Raul Francisco Martínez-Malo was born Aug. 7, 1965, in Miami, the elder of two children of Raul and Norma (Martínez) Malo, Cuban exiles who fled their homeland soon after the 1959 revolution that brought Fidel Castro to power.


Music was always playing on the radio or hi-fi in the Malo home in the Little Havana neighborhood. At 12, Raul formed his first band, playing bass at quinceañeras and other social gatherings. Instead of working purely in Cuban idioms, he absorbed honky-tonk, jazz, blues and other musical genres.


The Mavericks broke up and reunited twice in the 2000s, releasing albums with various lineups, the one constant being the force of Malo’s voice and musical imagination. Malo also released solo recordings over the last two decades, from “You’re Only Lonely” (2006), a set of pop standards, to “Say Less” (2023), a collection of instrumentals. As with his work with the Mavericks, his solo projects steadfastly pushed at the edges of country music.

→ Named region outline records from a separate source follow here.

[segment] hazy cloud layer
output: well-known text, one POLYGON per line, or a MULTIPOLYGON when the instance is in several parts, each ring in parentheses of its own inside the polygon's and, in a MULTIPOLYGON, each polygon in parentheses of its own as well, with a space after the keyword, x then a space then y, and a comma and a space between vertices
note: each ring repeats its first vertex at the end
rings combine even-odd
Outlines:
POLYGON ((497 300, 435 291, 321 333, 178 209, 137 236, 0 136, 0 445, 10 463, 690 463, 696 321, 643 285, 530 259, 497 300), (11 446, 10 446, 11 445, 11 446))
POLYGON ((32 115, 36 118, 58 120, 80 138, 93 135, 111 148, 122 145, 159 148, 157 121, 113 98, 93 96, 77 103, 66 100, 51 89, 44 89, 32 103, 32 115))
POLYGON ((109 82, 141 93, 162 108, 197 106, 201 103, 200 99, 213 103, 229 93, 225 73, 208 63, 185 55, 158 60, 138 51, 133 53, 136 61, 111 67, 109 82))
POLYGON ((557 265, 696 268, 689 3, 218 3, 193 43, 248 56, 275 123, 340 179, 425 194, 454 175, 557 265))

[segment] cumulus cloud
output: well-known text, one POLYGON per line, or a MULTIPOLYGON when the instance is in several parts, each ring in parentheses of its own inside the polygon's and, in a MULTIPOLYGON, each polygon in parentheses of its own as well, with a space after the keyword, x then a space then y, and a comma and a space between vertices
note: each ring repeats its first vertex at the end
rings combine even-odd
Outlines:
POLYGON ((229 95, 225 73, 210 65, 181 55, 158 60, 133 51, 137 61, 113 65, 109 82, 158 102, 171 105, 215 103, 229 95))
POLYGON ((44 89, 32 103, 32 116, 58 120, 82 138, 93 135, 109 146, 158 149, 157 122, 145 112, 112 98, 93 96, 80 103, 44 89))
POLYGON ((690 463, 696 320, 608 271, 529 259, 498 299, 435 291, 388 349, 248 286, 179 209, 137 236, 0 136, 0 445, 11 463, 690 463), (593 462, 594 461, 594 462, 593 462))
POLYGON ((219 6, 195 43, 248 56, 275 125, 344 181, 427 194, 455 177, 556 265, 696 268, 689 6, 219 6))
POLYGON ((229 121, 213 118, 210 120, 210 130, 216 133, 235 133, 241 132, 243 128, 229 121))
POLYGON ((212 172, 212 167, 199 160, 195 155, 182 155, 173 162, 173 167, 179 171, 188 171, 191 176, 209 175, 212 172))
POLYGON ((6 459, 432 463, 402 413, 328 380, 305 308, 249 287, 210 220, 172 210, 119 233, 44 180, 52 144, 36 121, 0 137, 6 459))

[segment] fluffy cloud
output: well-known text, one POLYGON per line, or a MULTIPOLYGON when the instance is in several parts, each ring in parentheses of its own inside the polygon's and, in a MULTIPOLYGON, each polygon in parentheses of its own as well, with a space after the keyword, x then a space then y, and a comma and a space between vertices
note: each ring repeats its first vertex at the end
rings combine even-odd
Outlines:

“I’m not in the mainstream country music game anymore,” he told OC Weekly. “I can experiment a little, you know, and try different things. I’m sure my accountant would have wished that I’d stuck to the same thing that I’ve been doing, you know, over and over and over and over again, but that just wasn’t for me.”


Malo sang with Los Super Seven, the Grammy-winning Latin American collective that included singers Rick Trevino and Ruben Ramos as well as members of the roots-rock band Los Lobos.

He is survived by his wife of 34 years, Betty Fernandez Malo; three sons, Max, Victor and Dino; his mother; and a sister.